The rules governing litigation privilege are laid out in s56 of the Evidence Act 2006. While not in force at the time, the Act codifies common law on the subject, and the same rules apply. To be covered by the privilege, a communication must be for the dominant purpose of preparing for legal proceedings (whether actual or anticipated). Communications by a client to third parties - such as possible witnesses - are covered under s56 (2) (a). Oosterman's email to Gilchrist clearly falls under that category.

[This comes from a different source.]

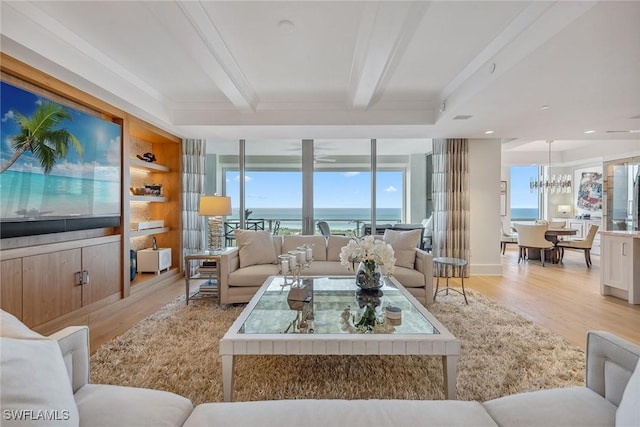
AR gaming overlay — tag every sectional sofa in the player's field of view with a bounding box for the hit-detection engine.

Litigation privilege prevents evidence from being presented in court, and it may not be seized by a search warrant (Calver v District Court (2004) 21 CRNZ 371) or intercepted by a wiretap or listening device. Where police apply for an interception warrant likely to intercept privileged material (e.g. on a legal office), the judge is required to prescibe conditions to prevent such communications from being intercepted. The Law Commission extensively discusses the issue in their review of search and surveillance powers [PDF], and the underlying presumption is that Such material is simply not supposed to be acquired by police under any circumstances. But in this case, the SIG has deliberately or inadvertantly bypassed all of those restrictions by the simple expedient of bribery.

Gilchrist subsequently served as a witness in the case. It is unclear if he forwarded any other information regarding the proceedings to his police handlers, or whether they told him that such information was off-limits. It is also unclear how police used the information we know they acquired. Only a full investigation into police spying will be able to answer that.